Frédéric Boccaletti (born 23 November 1973 in Martigues) is a French businessman, political activist and politician affiliated to the National Rally.

Since 2022, he has been a member of the National Assembly for Var's 7th constituency was chairman of the National Rally's group in the Regional Council of Provence-Alpes-Côte d'Azur.

==Biography==
===Early life===
Boccaletti was born in 1973. According to his personal biography, he dropped out of high school and began training as a chef. He then became a bookseller at the Anthinéa bookstore in Toulon which he later named and took ownership of. Boccaletti stated the name pays homage to the book Anthinéa, from Athens to Florence by Charles Maurras which he republished.

===Political career===
In 1994, Boccaletti became deputy secretary of the National Youth Front (now known as Génération Nation), the former youth wing of the French National Front. However, he joined Bruno Mégret's splinter National Republican Movement party in 1999 and was elected as a municipal councilor for the party in 2001.

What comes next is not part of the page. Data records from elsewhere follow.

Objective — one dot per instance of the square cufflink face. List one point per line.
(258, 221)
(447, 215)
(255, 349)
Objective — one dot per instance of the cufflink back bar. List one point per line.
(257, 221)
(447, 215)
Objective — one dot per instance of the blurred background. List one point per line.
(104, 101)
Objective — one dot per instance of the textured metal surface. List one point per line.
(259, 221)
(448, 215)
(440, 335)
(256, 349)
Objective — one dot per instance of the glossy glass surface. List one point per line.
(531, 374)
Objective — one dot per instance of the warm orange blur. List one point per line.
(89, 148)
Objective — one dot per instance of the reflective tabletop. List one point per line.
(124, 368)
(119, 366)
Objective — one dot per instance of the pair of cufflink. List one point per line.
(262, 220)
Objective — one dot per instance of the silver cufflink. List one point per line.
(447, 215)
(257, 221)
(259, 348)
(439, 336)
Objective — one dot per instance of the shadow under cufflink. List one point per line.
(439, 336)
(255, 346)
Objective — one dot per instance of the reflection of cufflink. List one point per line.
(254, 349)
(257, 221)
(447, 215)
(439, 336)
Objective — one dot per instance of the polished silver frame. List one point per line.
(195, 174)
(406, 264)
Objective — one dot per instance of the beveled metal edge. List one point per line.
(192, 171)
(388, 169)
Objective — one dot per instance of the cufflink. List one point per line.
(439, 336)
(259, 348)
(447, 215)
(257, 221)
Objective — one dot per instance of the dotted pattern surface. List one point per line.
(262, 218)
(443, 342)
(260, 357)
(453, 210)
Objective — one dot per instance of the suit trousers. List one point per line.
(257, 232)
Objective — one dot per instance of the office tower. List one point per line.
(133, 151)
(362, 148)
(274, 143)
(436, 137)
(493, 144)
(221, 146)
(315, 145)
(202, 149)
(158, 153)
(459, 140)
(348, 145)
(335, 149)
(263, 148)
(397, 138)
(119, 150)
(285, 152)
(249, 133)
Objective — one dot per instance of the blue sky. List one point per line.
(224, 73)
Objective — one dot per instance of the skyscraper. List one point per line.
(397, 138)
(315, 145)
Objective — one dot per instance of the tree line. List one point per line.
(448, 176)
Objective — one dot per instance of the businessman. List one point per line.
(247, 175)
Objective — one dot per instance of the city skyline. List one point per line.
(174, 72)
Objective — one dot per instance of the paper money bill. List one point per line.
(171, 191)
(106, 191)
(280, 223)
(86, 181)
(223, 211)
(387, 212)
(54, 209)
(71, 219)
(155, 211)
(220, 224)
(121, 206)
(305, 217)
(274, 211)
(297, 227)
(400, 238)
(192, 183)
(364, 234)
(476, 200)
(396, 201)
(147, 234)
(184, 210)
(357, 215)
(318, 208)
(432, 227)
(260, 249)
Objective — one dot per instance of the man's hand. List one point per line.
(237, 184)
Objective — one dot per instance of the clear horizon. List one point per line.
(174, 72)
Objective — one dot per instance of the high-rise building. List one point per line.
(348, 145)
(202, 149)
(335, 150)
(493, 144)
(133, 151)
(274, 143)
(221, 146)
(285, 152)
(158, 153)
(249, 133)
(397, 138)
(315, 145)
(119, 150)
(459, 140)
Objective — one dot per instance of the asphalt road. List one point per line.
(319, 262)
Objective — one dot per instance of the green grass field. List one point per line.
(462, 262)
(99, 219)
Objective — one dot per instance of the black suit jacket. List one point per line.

In 2008, he returned to the National Front and was Jean-Marie Le Pen's campaign manager during the 2010 French regional elections. He also served as Marion Maréchal-Le Pen's campaign chief during the 2015 French regional elections and succeeded her as the chairman of the FN in the Provence-Alpes-Côte d'Azur region until he was made to step down in 2020.

During the 2022 French legislative election he was elected as the National Rally's candidate for Var's 7th constituency defeating Émilie Guerel during the election.

===Views and controversies===
Boccaletti has been considered a more hardline and traditionalist far-right member of the National Rally with ideas close to former leader Jean-Marie Le Pen and Marion Le Pen.

French newspapers Libération and Le Point indicated that Boccaletti's bookshop often stocked controversial works, including books with racist and Holocaust denying content. He has also been noted and implicated for links to Holocaust revisionist writer Éric Delcroix and former leader of the British National Party Nick Griffin.

Boccaletti selection as a candidate in the 2022 election also caused some controversy after it was found he had been charged and briefly jailed in 2000 with illegal possession of a weapon before being pardoned for health reasons. The revelation came after Marine Le Pen's announcement that the RN would not select candidates with criminal records. His selection also caused a stir within the RN as he had been removed from his post as regional chairman due to repeated controversies.